Le long de la chaussée, de petites voitures de fleurs étaient arrêtées. Des chrysanthèmes aux pétales fléchis se penchaient, en bottes, sur des roses: de-ci, de-là, des mimosas laissaient tomber sur des violettes leur poudre d'or. Plus près du cimetière, devant les marbriers, des pots de fleurs s'étageaient, tristes, pareils, fusains au feuillage assombri, pensées à la face inquiétante; plus loin, des immortelles et de larges couronnes perlées…
Elle regardait tout cela d'un oeil d'envie, songeant:
—Si je pouvais lui en porter, à Lui!… dans le fond du cimetière, dans ce pauvre carré triste et désert, où il dort sans une croix, sans un mot!
—Assassin!
Elle n'y pensait guère! C'était l'homme adoré, l'amant, qui était là, l'amant qui avait eu son corps, toute son âme… Dans un moment de folie, il avait tué… N'avait-il pas payé sa dette horrible?…

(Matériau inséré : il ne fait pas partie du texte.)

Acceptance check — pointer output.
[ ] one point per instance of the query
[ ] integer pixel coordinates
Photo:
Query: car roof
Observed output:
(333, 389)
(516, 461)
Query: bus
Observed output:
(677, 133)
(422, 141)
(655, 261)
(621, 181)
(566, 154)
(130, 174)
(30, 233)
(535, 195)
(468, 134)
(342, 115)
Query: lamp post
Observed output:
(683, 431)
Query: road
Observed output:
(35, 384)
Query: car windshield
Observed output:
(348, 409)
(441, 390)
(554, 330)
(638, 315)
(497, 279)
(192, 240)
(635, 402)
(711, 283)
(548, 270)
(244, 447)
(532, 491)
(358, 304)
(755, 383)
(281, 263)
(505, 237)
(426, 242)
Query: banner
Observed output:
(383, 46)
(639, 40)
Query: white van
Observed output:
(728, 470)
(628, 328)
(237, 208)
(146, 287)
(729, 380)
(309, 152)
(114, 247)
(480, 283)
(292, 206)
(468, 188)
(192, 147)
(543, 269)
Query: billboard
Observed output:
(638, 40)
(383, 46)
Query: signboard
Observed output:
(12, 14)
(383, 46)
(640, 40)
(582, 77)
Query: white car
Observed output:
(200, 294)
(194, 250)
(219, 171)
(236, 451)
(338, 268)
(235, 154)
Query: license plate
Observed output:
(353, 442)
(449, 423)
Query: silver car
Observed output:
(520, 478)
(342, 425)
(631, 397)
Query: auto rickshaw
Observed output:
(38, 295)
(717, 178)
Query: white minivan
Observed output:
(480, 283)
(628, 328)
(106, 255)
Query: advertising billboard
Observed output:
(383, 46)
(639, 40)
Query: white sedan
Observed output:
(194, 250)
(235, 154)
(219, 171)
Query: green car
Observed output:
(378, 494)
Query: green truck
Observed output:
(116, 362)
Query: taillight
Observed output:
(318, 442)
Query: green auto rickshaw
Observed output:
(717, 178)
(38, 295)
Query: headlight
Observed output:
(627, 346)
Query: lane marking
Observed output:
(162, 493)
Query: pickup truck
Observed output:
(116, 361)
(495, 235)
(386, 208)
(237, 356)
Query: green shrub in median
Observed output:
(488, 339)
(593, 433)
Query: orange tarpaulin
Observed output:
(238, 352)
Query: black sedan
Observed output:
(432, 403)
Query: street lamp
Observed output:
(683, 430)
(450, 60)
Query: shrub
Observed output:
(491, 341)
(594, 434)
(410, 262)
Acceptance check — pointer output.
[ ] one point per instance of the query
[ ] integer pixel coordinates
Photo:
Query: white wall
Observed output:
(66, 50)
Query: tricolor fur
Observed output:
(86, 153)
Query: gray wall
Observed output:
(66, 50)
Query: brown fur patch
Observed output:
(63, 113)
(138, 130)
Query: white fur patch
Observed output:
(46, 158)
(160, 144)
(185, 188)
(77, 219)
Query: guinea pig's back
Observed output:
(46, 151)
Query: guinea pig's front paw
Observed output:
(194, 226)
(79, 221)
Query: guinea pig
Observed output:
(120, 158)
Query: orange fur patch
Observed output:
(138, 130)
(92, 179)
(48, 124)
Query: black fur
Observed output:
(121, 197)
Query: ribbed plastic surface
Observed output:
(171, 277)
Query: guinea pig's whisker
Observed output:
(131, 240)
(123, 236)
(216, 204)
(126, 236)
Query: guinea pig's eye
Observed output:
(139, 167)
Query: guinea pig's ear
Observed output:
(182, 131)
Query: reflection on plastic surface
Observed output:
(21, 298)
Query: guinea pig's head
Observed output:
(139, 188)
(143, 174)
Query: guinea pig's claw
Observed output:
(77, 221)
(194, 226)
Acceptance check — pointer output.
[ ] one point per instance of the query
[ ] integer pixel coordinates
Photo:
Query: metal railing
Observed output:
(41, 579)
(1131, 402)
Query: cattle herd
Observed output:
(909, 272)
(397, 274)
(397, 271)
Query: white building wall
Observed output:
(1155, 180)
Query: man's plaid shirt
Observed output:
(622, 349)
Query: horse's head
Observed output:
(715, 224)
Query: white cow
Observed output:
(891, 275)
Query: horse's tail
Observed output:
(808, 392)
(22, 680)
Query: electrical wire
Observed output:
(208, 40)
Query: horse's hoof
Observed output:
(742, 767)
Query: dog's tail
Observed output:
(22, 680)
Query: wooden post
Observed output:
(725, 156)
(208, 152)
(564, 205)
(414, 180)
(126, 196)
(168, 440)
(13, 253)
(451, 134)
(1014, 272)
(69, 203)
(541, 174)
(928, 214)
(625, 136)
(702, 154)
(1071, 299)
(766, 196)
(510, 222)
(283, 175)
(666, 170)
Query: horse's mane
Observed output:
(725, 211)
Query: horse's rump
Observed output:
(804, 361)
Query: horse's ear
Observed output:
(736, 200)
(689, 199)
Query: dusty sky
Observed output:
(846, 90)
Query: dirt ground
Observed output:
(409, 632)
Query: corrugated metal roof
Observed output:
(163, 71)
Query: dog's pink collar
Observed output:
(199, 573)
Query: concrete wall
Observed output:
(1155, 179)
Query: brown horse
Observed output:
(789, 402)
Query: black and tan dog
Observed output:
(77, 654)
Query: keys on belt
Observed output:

Du jour où on le lui avait enlevé, elle s'était juré de n'être plus à un autre, jamais, d'abandonner sa vie de fille perdue, de travailler, de redevenir honnête et de se laisser oublier… N'était-ce pas assez qu'elle se souvînt!…
Elle regardait toujours les fleurs. Le marchand lui dit:
—Un bouquet? Des chrysanthèmes? Des roses?…
Elle s'en alla sans répondre, car elle n'avait pas un sou.
Alors, une idée se planta en elle: «Des fleurs. Il me faut des fleurs…
Il faut que je lui en donne… J'ai juré.»